Senza ritorno perché non, è per fortuna, un viaggio in cerca delle proprie radici, ma è il percorso, rubando la metafora a Maurizio Bettini, di un fiume che, nel suo corso tendenzialmente infinito, raccoglie nel suo cammino detriti, acque di altri corsi, impurità di ogni tipo. Che assorbe il paesaggio e lo modifica. Nel bagaglio c’è Beckett, quello dell’ “Innominabile”, il libro che finisce con l’aforisma “Non posso andare avanti, andrò avanti”, c’è Emile Zola e il suo realismo, c’è la discesa nel cuore di tenebra, c’è la resistenza italiana e quella curda, c’è la storia con il suo peso di angosce e disumanità, c’è Pietro Gori (parafrasato in il povero Cristo, rilettura del mito del Gesù socialista), ci sono le antiche battaglie dei catari. C’è il Rovelli, poeta ma anche saggista, reporter e polemista. C’è, innominabile e irriducibile, l’individuo, il centro del cuore e la sua libertà dagli idoli, l’incessante dialettica del pieno esistenziale e del vuoto. Quello che colpisce è l’invito iniziale dell’autore a chi legge e ascolta: tu stesso devi portarmi al confine. È un gioco piacevole, quindi, aggiungere frammenti personali allo zaino dell’autore (Brecht, Camus, Borges…).

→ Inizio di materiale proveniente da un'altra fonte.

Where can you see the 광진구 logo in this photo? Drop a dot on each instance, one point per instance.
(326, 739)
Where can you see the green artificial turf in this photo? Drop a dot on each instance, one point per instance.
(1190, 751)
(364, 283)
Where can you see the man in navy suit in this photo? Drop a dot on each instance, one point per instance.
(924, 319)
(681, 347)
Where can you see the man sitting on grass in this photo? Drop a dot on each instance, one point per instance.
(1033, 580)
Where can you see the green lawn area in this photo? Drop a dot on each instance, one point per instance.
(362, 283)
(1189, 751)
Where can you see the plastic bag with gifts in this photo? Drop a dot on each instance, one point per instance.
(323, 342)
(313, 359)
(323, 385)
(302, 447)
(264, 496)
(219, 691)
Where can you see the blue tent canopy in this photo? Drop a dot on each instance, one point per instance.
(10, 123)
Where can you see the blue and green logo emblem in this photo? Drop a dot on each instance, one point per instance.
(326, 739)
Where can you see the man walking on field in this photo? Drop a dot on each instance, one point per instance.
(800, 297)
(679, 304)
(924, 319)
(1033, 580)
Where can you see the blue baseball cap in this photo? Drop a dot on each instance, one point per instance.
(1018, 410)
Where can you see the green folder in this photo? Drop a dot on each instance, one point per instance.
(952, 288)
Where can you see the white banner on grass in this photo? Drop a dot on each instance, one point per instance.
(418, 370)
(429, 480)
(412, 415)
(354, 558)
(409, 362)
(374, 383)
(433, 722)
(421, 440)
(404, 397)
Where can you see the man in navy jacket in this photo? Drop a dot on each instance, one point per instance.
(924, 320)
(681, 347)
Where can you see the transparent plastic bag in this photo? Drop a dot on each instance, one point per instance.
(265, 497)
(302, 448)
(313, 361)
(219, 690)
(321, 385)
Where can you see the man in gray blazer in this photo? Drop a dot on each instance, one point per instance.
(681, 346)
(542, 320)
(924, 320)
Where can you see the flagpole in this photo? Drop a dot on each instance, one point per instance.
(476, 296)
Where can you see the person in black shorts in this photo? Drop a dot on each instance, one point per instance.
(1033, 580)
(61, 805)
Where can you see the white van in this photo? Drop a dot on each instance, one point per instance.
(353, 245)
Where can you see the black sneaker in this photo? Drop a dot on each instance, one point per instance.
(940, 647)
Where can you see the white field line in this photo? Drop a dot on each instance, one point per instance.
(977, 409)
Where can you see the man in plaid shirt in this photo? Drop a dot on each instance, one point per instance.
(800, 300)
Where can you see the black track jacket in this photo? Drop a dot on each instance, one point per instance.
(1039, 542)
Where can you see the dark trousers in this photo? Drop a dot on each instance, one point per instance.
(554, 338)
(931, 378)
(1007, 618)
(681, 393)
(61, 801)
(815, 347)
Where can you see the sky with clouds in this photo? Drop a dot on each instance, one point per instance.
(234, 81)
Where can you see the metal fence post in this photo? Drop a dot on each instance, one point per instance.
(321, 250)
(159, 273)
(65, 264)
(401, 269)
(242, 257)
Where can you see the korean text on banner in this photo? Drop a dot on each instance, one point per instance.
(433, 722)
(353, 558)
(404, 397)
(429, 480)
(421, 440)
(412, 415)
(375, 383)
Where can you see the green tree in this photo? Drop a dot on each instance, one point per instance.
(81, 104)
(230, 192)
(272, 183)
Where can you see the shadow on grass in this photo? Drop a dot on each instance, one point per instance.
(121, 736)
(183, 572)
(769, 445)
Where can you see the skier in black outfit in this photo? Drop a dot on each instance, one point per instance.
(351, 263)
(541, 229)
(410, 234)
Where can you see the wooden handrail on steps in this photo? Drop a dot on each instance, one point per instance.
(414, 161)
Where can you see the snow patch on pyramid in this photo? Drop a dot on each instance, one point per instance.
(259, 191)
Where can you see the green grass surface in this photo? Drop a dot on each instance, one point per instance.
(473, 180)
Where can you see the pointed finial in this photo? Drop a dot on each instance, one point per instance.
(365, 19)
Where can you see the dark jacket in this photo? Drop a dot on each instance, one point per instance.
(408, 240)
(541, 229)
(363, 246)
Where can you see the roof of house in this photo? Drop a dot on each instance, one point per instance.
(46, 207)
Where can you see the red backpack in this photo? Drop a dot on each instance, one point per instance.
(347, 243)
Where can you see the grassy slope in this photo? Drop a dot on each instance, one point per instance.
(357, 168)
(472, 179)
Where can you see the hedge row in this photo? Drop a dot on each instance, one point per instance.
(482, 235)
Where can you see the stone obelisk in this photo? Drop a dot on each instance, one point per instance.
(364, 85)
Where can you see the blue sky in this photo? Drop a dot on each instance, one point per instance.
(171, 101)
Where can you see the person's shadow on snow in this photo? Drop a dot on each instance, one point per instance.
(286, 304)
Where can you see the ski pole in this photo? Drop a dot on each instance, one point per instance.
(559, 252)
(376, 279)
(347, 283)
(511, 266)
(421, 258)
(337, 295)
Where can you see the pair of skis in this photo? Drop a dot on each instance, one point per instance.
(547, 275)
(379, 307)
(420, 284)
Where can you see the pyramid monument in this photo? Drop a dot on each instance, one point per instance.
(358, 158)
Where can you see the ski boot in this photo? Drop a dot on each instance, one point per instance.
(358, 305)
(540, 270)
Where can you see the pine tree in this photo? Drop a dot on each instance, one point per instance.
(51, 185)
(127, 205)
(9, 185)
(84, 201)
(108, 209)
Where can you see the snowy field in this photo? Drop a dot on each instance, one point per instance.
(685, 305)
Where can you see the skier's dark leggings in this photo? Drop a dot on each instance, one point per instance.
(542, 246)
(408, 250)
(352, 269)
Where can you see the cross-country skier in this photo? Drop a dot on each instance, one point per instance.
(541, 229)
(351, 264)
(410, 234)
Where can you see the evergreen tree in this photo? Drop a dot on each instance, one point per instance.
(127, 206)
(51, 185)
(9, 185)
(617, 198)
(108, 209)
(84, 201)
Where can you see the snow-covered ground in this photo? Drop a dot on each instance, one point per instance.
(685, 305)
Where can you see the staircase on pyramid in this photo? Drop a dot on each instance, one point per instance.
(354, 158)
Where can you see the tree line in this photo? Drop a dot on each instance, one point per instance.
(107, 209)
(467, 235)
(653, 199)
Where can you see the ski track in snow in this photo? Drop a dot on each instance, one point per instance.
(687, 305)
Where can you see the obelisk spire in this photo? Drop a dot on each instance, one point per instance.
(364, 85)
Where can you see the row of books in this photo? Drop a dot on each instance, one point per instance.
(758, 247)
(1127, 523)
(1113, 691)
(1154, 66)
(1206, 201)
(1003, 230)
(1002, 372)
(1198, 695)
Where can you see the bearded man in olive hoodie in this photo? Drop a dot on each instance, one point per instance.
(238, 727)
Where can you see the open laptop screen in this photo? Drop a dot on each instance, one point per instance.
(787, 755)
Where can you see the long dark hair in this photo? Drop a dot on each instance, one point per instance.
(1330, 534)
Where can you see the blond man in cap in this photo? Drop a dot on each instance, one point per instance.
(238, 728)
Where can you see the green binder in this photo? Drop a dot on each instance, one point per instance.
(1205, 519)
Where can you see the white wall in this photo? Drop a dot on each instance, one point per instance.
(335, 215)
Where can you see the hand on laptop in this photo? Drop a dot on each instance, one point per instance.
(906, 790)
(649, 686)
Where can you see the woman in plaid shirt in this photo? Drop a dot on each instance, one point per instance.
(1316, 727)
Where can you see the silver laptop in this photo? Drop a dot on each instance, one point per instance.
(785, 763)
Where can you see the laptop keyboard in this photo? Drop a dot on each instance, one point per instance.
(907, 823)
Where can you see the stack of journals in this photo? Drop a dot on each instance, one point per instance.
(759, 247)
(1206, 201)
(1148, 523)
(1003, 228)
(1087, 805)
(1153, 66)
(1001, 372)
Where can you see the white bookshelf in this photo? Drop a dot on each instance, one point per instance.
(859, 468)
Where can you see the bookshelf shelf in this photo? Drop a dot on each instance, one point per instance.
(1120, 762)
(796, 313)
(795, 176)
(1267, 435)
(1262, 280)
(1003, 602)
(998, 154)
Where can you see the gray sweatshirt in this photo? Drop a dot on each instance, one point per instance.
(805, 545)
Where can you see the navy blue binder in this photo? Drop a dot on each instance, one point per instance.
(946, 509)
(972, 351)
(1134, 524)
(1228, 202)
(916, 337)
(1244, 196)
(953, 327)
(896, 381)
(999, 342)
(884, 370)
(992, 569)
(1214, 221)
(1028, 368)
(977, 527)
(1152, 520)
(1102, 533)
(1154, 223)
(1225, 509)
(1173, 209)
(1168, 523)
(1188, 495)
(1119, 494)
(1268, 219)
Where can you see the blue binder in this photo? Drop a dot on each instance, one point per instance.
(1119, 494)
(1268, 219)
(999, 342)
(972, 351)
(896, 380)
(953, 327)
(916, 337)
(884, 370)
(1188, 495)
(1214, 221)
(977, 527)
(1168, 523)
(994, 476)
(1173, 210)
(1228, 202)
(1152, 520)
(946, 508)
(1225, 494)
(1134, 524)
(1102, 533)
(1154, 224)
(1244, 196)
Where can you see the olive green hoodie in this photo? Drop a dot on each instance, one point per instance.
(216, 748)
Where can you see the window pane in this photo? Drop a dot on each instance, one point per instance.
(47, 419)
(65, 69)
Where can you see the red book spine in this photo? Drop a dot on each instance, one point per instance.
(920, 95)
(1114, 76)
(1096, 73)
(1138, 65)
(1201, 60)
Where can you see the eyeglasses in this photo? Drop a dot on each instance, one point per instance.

Il corredo per questo viaggio aspro e difficile è giustamente una musica pietrosa, con il termine rock che sta proprio a significare roccia. Il violoncello di Lara Vecoli racconta, con le sue aspre volute melodiche, le striature della pietra. Le chitarre elettriche di Paolo Monti, la batteria di Massimiliano Furia, il basso elettrico e l’elettronica di Rocco Marchi, la stessa voce di Rovelli scandiscono, con accenti spesso minimalistici, questo paesaggio scabro. “Del resto leggere Beckett, è come gustare, con il massimo godimento possibile, pietre - scrive Rovelli nelle sue note - …organico, inorganico, vita, morte, non c’è differenza Tutto sta in questo succhiare (pietre) senza fine, in questo infinito slittamento”. Ma un brano come “La Neve” riesce a sciogliersi in un’atmosfera rarefatta, quasi da haiku. “Portami al confine” è, insomma, un’opera di valore, che merita ascolti approfonditi; è un segmento robusto della linea di resistenza culturale che tanti individui, al di là delle diverse militanze e appartenenze, stanno cercando di approntare in vista di tempi sempre più bui. Raccontare il fallimento , l’asimmetria e l’imperfezione come basi dell’esistente, è tornare a parlare di vita reale, di scienza, di filosofia nella loro essenza più autentica. Farlo usando metriche piene di tensione e musica, di buona presa emotiva ma certo, ma tagliente e aspra, è un merito ancora maggiore. Il disco si chiude con la riproposizione dell’ultimo brano inciso da Claudio Lolli prima della sua morte, “La giacca” , nella quale suona anche Paolo Capodacqua. È un duetto, sovrinciso, fra il cantautore bolognese e Rovelli: è emozionante ma, francamente, aggiunge poco alla riuscita complessiva dell’album.